Add the tenant identification as an optional field in the Store API protobuffer spec instead of an HTTP header.

Pros:

• There’s no guessing where the tenant information is passed through. It would be passed always through the same field in the gRPC message.

Cons:

• It’s still needed to identify the tenant from incoming requests sent to Query Frontend and Querier via HTTP headers.
• Creates inconsistency between components on how the tenant information is passed through. In Receive, for example, it’s passed through a header. This hurts code reusability and understanding.
• Creates inconsistency between APIs. We have other APIs besides the Store API. We can set the standard of an internal and hardcoded header for the HTTP requests and gRPC metadata for the gRPC requests.
• Even though Thanos itself doesn’t implementation authentication, the query tenancy can be seen as result of authentication. Semantically, headers are often used to convey results of authentication.
• Incompatible with other tools and projects. Using a header in the HTTP communication allows Thanos to be compatible with Cortex and other monitoring tools. This is a plus for adoption, migration, and collaboration between the projects.

Alternative solutions

Use a proxy to enforce and identify tenants in queries.

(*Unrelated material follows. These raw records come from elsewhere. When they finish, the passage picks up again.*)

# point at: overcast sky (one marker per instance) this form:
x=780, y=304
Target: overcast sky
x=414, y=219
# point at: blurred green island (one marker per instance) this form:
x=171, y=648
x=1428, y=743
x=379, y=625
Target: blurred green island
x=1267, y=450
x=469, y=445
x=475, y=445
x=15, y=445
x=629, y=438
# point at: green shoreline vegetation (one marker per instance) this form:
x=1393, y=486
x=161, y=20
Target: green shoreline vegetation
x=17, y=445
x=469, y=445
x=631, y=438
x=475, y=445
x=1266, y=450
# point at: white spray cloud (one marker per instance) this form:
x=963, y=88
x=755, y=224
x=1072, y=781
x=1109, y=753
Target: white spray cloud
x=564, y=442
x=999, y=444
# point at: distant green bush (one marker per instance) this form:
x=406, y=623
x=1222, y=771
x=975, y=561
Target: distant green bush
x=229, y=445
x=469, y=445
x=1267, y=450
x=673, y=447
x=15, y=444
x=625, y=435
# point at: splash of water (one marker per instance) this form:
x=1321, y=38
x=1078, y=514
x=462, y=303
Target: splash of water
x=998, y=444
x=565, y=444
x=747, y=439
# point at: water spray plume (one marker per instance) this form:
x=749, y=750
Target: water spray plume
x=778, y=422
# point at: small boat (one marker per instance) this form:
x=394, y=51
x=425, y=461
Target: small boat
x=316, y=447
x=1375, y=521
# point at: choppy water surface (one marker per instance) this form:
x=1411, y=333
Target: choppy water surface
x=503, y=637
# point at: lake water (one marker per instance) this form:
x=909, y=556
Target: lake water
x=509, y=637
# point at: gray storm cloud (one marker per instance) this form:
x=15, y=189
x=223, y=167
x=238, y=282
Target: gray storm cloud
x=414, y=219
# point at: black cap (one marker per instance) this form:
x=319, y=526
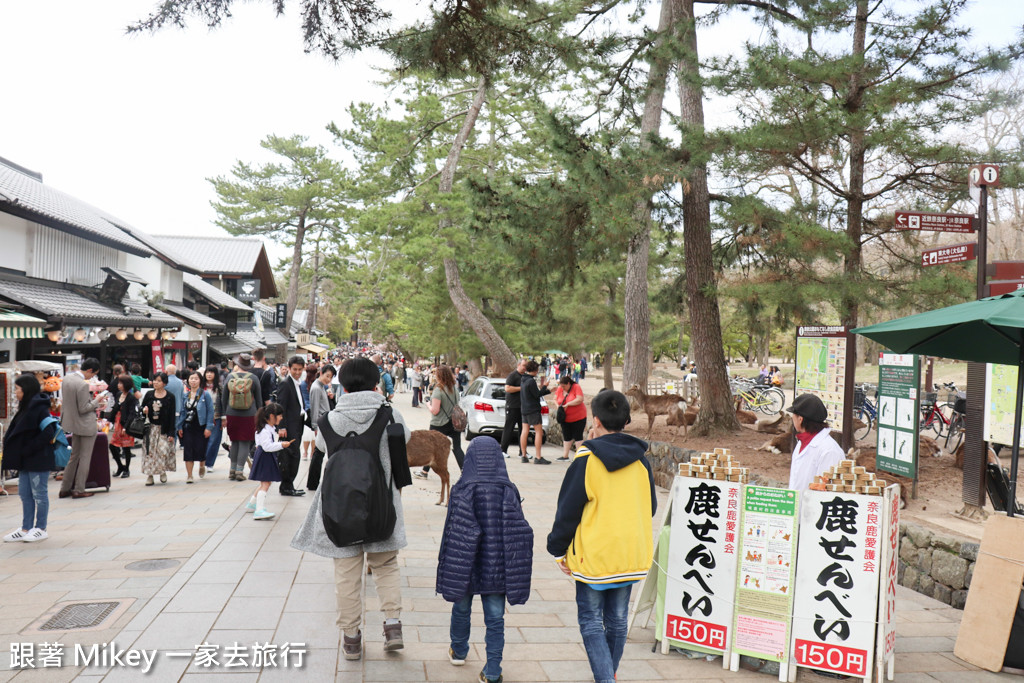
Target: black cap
x=810, y=407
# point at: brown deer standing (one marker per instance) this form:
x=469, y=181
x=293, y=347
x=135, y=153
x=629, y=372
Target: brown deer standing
x=655, y=406
x=430, y=447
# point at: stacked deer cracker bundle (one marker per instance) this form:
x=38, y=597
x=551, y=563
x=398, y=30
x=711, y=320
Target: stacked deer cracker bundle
x=718, y=465
x=849, y=477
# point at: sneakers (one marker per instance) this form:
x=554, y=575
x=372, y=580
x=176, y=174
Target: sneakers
x=36, y=535
x=392, y=637
x=351, y=647
x=15, y=536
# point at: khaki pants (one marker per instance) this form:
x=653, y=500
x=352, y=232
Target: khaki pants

While this could work for some of the features, like exporting per-tenant metrics, it would have to be inserted in front of many different components. Meanwhile, it doesn’t solve the requirement for per-tenant configuration.

Use a separate query path for each tenant.

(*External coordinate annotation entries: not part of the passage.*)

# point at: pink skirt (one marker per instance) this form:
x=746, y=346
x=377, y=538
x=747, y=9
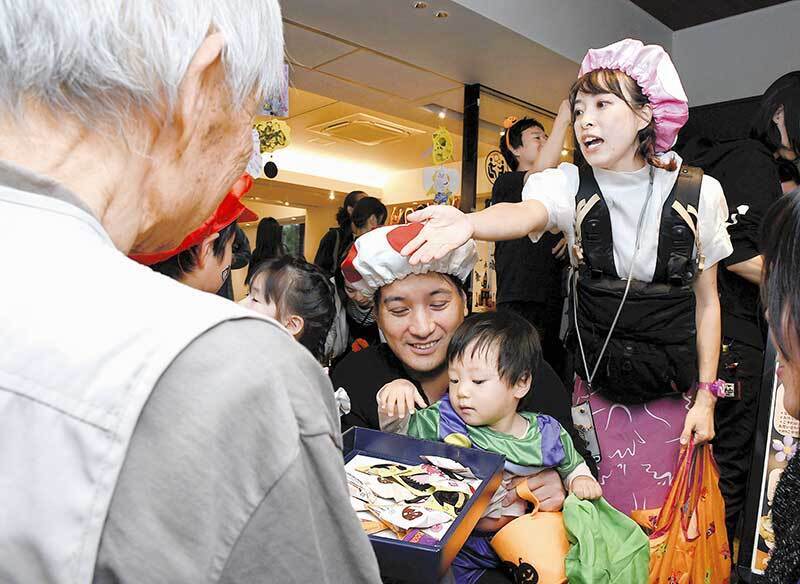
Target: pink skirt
x=639, y=445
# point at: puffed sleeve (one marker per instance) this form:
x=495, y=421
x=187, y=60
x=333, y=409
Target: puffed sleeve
x=555, y=188
x=712, y=222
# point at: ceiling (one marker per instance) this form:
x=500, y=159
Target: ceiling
x=332, y=78
x=463, y=48
x=679, y=14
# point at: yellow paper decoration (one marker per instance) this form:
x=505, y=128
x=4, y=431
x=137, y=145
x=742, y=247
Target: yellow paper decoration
x=272, y=135
x=442, y=146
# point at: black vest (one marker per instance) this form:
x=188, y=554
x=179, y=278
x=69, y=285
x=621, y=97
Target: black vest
x=652, y=352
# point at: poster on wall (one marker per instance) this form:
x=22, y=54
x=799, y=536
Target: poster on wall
x=440, y=184
x=277, y=106
x=484, y=279
x=776, y=444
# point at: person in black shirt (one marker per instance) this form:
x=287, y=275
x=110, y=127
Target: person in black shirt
x=749, y=178
x=334, y=244
x=529, y=274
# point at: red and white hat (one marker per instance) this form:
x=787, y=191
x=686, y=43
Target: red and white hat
x=651, y=67
x=230, y=209
x=375, y=261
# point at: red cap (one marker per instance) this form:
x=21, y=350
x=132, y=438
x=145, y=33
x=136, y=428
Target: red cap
x=229, y=210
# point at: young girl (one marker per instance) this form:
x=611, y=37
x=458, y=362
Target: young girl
x=296, y=294
x=644, y=246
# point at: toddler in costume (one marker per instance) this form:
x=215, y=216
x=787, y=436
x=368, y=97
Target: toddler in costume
x=489, y=364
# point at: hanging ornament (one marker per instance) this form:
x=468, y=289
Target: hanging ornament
x=271, y=169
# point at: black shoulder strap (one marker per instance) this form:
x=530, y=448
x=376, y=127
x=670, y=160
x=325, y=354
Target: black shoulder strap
x=593, y=226
x=679, y=228
x=336, y=249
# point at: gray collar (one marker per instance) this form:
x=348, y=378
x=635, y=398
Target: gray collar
x=22, y=179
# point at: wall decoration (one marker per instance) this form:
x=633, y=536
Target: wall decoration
x=272, y=135
x=442, y=146
x=277, y=105
x=440, y=183
x=484, y=279
x=495, y=165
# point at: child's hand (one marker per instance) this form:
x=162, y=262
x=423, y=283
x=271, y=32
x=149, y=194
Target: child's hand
x=586, y=488
x=398, y=397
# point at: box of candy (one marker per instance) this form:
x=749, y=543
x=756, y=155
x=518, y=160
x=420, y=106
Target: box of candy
x=417, y=500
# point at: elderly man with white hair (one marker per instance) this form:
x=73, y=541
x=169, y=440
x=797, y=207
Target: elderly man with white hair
x=148, y=432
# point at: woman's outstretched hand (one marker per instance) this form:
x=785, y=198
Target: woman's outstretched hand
x=445, y=229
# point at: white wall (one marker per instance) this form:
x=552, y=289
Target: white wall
x=738, y=56
x=571, y=27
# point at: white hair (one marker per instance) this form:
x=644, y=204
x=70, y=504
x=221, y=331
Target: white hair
x=99, y=59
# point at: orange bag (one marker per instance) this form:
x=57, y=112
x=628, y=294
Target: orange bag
x=688, y=540
x=534, y=546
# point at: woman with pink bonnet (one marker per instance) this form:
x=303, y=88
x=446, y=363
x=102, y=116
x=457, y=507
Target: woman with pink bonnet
x=645, y=235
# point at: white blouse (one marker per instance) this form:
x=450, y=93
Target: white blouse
x=625, y=194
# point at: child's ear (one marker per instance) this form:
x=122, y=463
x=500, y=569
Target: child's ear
x=523, y=386
x=295, y=324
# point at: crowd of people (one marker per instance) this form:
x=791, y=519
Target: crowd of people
x=155, y=430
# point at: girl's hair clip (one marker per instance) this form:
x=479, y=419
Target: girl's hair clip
x=507, y=124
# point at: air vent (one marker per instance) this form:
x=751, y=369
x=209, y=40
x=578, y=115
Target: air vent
x=364, y=129
x=321, y=142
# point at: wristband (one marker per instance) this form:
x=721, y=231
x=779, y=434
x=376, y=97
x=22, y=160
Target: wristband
x=715, y=388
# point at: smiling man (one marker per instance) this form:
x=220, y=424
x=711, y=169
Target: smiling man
x=418, y=309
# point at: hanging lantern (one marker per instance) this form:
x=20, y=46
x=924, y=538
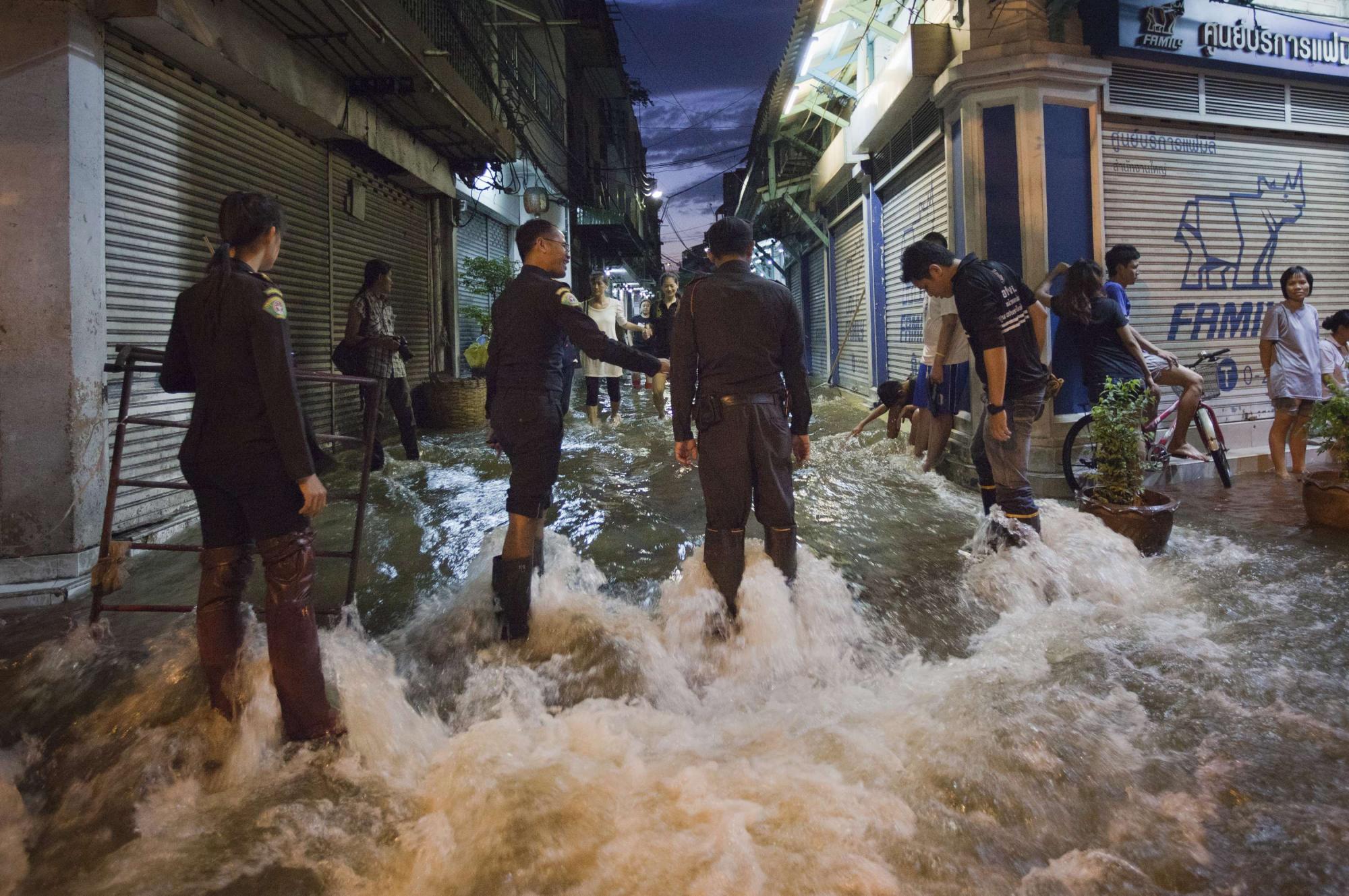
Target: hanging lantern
x=536, y=200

This incurs in a lot of wasted resources and demands manual work, unless a central tenant configuration is used and a controller is built around it to automatically manage the query paths.

Action Plan

1. Query Frontend
   1. Add --query-frontend.tenant-header="THANOS-TENANT" flag to forward the tenant ID from incoming requests to downstream query endpoints.
   2. Use Thanos-Tenant (hardcoded) as the internal header name for these downstream requests.
   3. In the Query Frontend UI, add a textbox for entering tenant names to be sent with the configured tenant header name.
   4. Update Query Frontend metrics to include a tenant label based on the header.
2. Querier
   1. Add flags --querier.tenant-header="THANOS-TENANT", --querier.default-tenant="default-tenant" to identify and forward tenant ID in internal communications.
   2. Add flags --querier.tenant-label="tenant-id" and --querier.tenancy="false" to enable tenancy, identify the tenant, verify and enforce the tenant label in queries using prom-label-proxy’s Enforce.EnforceMatchers.
   3. Update Querier metrics to include a tenant label based on the header.
3. Store Gateway
   1. Use the internal tenant header to identify tenant in requests and include it in Store Gateway metrics.